Bu aydınlar genellikle ulusal bağımsızlık fikrine mesafeli, kimlik mücadelesi’ni liberal değerlerle sınırlayan ve Kürt meselesini evrensel dokularla soğutarak yerel gerçeklikten koparan pozisyonlar aldılar.
Bu durum, Avrupa’daki entelektüel sahayı da büyük oranda içi boş, halktan kopuk, sistemle uzlaşan bir alana dönüştürdü.
Gerçek entelektüel üretim yapan, halkla bağ kuran ve bedel ödemeyi göze alan isimler ise bu yapı içinde ya marjinalleştirildi ya da sistematik olarak görmezden gelindi.
Böylece Kürt entelijansiyasının tarihsel sürekliliğinde karşımıza çıkan temel eğilim; yani iktidarlarla uzlaşma, halktan kopukluk, hakikatten ödün verme ve entelektüel sorumluluktan kaçma hali, sadece coğrafya değil zaman da aşarak bugüne taşınmış oldu.
Sorun yalnızca eksik bilgi değil; eksik ahlâk’tır. Ve eksik ahlâk, ne kadar çok kitapla örtülse de, halkın bilincinde daima çıplak kalır.

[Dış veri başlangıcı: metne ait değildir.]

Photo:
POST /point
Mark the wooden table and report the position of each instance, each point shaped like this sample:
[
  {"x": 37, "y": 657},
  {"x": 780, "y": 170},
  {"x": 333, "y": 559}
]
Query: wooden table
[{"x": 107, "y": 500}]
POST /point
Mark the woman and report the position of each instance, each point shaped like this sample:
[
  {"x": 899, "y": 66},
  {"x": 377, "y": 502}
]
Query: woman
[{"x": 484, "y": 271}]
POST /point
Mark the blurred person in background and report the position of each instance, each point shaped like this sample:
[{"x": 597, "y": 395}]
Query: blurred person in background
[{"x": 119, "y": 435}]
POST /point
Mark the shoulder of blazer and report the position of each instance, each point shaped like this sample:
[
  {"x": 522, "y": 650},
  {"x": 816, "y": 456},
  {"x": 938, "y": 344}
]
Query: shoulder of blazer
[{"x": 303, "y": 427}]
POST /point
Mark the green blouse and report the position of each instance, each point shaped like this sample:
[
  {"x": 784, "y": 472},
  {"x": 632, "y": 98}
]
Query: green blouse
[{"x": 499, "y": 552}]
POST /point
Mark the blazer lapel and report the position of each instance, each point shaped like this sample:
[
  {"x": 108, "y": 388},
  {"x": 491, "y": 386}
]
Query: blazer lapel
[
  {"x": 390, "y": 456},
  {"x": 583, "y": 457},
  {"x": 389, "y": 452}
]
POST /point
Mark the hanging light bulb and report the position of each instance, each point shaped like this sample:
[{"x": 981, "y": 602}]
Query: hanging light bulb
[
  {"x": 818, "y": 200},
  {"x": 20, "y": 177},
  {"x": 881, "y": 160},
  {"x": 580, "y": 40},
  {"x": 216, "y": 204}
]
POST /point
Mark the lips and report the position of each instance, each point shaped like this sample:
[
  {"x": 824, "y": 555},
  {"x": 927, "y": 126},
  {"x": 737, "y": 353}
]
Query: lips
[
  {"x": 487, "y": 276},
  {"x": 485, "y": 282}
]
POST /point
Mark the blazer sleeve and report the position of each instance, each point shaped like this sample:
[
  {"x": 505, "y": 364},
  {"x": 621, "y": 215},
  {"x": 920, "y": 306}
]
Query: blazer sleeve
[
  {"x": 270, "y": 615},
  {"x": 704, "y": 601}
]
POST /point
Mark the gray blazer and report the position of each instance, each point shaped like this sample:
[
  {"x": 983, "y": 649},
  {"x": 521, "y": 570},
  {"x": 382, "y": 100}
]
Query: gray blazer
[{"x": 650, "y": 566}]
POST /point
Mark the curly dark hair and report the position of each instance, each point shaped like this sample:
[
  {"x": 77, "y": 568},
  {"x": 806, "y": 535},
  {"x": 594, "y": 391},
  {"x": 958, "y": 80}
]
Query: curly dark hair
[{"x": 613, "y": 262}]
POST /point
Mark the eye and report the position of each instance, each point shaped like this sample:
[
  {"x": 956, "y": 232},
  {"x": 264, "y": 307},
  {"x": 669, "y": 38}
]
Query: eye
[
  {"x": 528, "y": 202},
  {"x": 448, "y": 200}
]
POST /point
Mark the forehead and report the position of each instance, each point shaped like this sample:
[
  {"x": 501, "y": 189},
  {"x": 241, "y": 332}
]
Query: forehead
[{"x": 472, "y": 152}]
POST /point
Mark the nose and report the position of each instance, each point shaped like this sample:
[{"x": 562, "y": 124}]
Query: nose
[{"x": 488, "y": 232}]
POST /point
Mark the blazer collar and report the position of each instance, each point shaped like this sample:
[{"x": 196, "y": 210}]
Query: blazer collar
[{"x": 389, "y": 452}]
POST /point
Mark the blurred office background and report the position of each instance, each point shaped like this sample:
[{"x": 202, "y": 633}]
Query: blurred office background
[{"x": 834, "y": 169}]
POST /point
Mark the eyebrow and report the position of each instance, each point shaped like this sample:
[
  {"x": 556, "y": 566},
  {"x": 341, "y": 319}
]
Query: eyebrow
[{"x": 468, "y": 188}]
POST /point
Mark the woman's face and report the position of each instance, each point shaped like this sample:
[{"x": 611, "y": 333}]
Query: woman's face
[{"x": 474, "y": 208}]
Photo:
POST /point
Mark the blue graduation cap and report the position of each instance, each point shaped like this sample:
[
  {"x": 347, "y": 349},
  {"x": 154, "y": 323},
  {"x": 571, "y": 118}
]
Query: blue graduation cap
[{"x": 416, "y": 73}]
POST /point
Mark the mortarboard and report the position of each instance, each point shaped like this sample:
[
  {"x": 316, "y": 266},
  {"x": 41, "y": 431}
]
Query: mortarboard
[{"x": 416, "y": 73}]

Tarihini araştırmadan sürüsünden kopmuş bir koyun gibi sömürgecisinin peşinde koşan Kürt aydınları, halkımızı da düşmanına maalesef âşık hale getirmiştir. Bu zihinsel tahribat, yalnızca halkın yönünü değil, umutlarını da bulandırmıştır.
Fakat ...
tek umut, kendi köklerini tanıyan, korkusuz ve ilkesel bir duruşla yetişen yeni Kürt gençliğidir.
Onlar ...
geçmişin kırılmalarını onaracak, vizyonu yeniden kuracak kudrete sahiptir.
Mutlaka kazanacağız.
Çünkü ...
bir aydının en büyük korkusu yalnız kalma düşüncesine kapılmasıdır; oysa gerçek aydın, yalnız kalmaktan korkmamalıdır.
Hakikat yolculuğu çoğu zaman tek başına yürünür ve bu yalnızlık, onurun en saf biçimidir.